Padre, no queremos nada menos que Tu voluntad perfecta, Tu plan perfecto. Bendice a los matrimonios en esta Iglesia. Bendice a las parejas jóvenes que esperan el matrimonio, a los jóvenes que ni siquiera han encontrado a alguien con quien casarse. Padre, ayúdalos a encontrar al correcto. En una relación pura, en un compromiso genuino de amor y confianza, para construir un matrimonio que glorifique Tu Nombre.

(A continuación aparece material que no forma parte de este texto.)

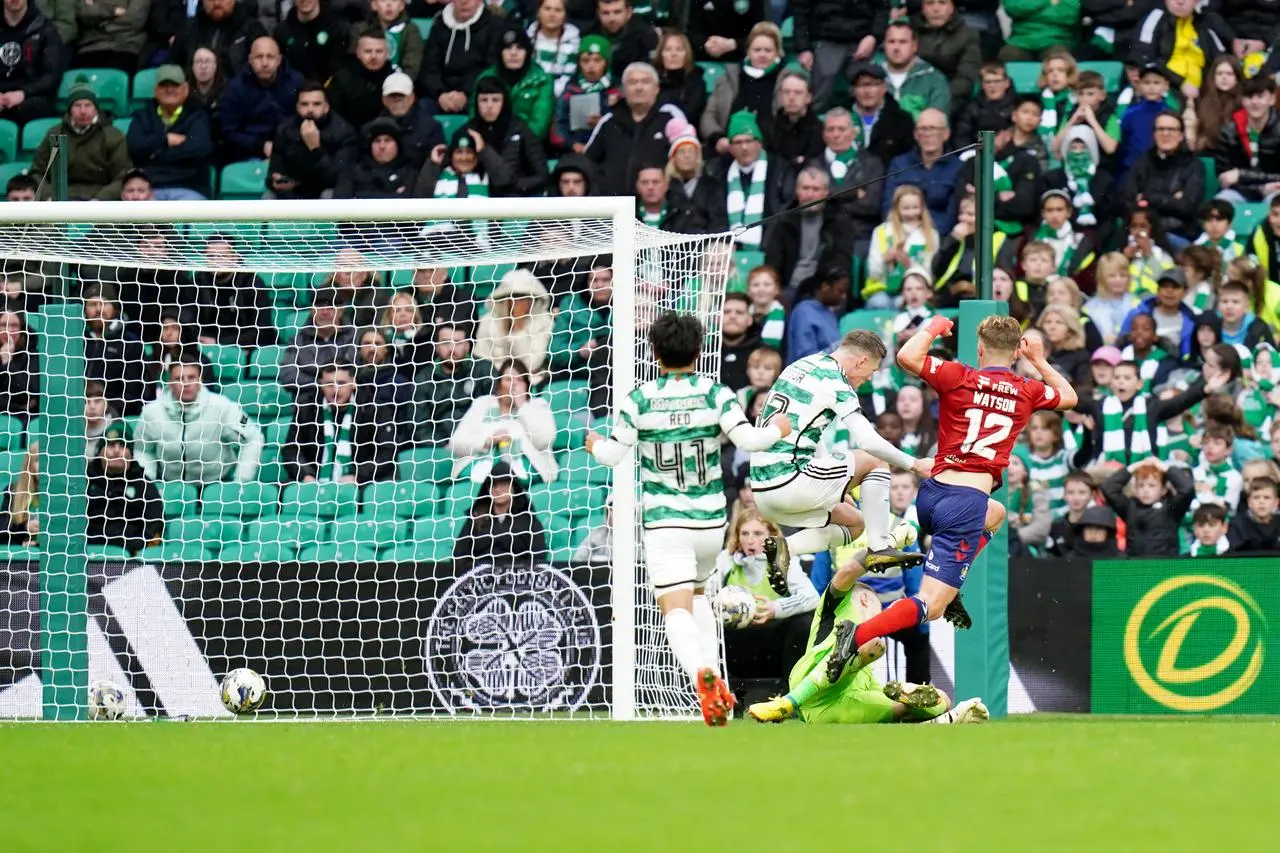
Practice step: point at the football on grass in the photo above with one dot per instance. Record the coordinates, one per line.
(243, 690)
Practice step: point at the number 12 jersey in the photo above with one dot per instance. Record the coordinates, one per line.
(981, 414)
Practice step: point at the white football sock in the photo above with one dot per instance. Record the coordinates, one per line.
(874, 503)
(708, 639)
(817, 541)
(684, 641)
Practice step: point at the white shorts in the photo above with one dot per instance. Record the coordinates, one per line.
(808, 500)
(680, 557)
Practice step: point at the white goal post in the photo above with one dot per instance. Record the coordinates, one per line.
(163, 616)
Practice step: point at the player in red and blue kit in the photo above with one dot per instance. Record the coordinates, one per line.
(981, 414)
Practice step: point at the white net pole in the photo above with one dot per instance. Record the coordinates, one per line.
(333, 546)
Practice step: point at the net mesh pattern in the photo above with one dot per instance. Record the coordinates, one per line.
(344, 455)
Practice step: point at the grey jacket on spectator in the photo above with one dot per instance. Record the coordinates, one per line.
(309, 352)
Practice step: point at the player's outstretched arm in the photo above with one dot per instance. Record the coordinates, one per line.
(917, 349)
(1033, 350)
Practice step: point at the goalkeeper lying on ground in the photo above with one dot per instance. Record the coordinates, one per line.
(856, 696)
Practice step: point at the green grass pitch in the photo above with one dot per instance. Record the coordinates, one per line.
(1047, 783)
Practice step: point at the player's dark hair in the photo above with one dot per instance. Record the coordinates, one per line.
(676, 340)
(867, 342)
(1208, 514)
(1264, 484)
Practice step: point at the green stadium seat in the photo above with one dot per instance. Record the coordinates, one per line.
(257, 552)
(13, 433)
(179, 498)
(712, 72)
(243, 181)
(228, 361)
(110, 85)
(9, 169)
(1247, 218)
(320, 500)
(425, 465)
(292, 533)
(144, 87)
(35, 132)
(106, 552)
(245, 501)
(371, 533)
(337, 552)
(213, 533)
(261, 400)
(1112, 73)
(451, 124)
(8, 141)
(265, 363)
(1024, 76)
(177, 552)
(1211, 185)
(867, 319)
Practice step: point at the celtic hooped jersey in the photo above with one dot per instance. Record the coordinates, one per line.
(676, 422)
(812, 392)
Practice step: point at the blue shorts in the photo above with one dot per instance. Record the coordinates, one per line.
(955, 516)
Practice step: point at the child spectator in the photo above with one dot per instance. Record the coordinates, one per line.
(556, 42)
(1114, 300)
(1216, 479)
(908, 238)
(1216, 219)
(917, 304)
(1239, 324)
(763, 286)
(592, 78)
(1047, 463)
(1038, 261)
(1202, 269)
(1152, 516)
(1077, 497)
(1208, 523)
(1073, 251)
(1057, 81)
(1258, 528)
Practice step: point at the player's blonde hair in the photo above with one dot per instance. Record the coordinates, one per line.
(1000, 333)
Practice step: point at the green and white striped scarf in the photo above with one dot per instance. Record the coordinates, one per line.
(1050, 471)
(1112, 430)
(773, 325)
(336, 463)
(745, 209)
(1215, 550)
(1147, 368)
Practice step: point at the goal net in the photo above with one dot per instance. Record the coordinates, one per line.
(339, 443)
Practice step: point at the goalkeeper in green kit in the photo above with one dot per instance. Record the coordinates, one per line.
(856, 696)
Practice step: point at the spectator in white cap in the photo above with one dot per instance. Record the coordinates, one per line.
(420, 132)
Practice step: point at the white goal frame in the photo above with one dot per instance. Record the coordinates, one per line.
(618, 210)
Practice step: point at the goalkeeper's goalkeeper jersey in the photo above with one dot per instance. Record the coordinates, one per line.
(812, 392)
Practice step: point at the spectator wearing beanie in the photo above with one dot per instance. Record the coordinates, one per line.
(1040, 27)
(97, 156)
(685, 168)
(460, 46)
(356, 89)
(950, 46)
(256, 101)
(383, 170)
(531, 90)
(511, 140)
(750, 86)
(30, 82)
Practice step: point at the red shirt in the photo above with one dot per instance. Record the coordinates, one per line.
(981, 414)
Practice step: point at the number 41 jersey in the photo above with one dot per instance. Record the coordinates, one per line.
(981, 414)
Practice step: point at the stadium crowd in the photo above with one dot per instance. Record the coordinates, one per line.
(1137, 214)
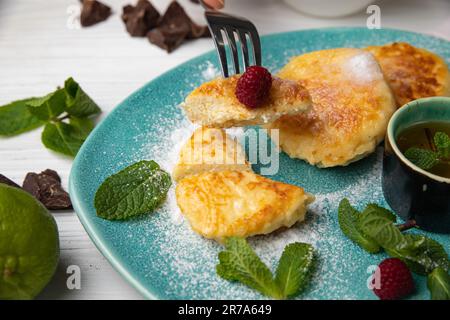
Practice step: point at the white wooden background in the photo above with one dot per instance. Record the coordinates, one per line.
(39, 49)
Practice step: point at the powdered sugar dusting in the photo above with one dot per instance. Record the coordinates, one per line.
(362, 68)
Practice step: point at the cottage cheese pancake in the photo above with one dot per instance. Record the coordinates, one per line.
(352, 104)
(214, 104)
(411, 72)
(239, 203)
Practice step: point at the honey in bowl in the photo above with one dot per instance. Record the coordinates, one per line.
(422, 136)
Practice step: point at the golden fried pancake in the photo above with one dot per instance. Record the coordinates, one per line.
(412, 72)
(210, 149)
(352, 104)
(239, 203)
(214, 104)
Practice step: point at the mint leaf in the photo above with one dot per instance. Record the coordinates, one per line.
(424, 159)
(294, 268)
(378, 223)
(15, 118)
(348, 221)
(48, 107)
(133, 191)
(240, 263)
(442, 142)
(438, 284)
(63, 138)
(421, 254)
(79, 104)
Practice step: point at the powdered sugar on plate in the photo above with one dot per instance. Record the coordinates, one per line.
(190, 260)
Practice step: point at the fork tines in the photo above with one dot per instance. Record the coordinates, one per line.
(234, 27)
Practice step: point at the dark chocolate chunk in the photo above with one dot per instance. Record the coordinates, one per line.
(167, 38)
(8, 182)
(140, 19)
(46, 187)
(174, 27)
(93, 12)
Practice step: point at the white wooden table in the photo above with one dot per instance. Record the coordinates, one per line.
(39, 49)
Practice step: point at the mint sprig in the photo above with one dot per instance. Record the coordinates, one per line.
(376, 225)
(15, 118)
(238, 262)
(348, 220)
(427, 159)
(438, 284)
(66, 115)
(133, 191)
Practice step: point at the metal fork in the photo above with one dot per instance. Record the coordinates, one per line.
(220, 23)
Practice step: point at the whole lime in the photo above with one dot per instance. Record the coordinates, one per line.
(29, 244)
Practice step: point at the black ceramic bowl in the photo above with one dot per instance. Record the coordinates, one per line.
(412, 192)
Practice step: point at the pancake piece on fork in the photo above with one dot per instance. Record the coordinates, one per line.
(411, 72)
(210, 149)
(214, 104)
(352, 104)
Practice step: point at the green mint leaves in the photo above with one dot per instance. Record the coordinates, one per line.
(348, 220)
(66, 114)
(373, 229)
(427, 159)
(135, 190)
(439, 284)
(240, 263)
(375, 225)
(16, 119)
(78, 103)
(294, 268)
(48, 107)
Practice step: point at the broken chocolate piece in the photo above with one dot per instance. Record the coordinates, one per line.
(140, 18)
(46, 187)
(167, 38)
(174, 27)
(8, 182)
(93, 12)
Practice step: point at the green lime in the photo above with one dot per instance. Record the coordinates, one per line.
(29, 244)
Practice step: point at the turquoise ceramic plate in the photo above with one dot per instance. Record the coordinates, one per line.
(160, 255)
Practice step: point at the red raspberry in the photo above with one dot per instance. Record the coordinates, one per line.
(253, 86)
(395, 280)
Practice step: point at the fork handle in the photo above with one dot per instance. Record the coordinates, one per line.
(206, 6)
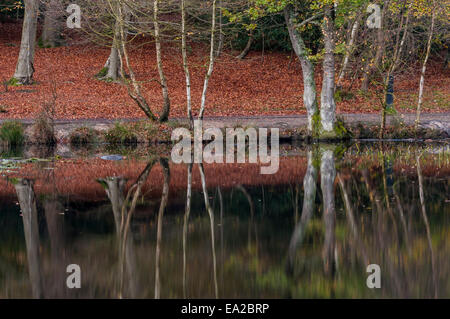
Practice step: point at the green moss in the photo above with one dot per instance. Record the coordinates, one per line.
(12, 133)
(83, 136)
(13, 82)
(121, 134)
(102, 73)
(342, 95)
(340, 132)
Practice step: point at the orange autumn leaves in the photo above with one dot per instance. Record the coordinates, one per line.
(269, 84)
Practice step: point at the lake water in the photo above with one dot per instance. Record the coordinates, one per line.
(309, 231)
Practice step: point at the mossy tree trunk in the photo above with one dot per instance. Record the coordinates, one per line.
(309, 85)
(25, 63)
(327, 103)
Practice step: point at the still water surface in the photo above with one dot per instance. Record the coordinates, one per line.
(308, 231)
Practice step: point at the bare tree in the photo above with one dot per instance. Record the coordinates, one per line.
(25, 63)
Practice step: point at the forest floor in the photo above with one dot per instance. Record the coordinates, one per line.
(262, 85)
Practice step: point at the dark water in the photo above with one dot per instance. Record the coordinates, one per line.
(310, 231)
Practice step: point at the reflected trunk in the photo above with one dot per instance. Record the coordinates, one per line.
(211, 219)
(328, 175)
(27, 202)
(185, 224)
(164, 197)
(309, 197)
(427, 227)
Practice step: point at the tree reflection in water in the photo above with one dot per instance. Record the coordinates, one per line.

Gracias por Tu Palabra clara. No es difícil de entender. Sabemos qué piensas. Y sabemos lo torpe realmente que es pelear con el que es nuestro Hacedor. Entonces, no peleamos. De manera dispuesta, nos sometemos a Tu Palabra y a la bendición que la obediencia a la misma trae. Bendice a todo corazón el día de hoy y te damos gracias en el nombre de Cristo. Amén.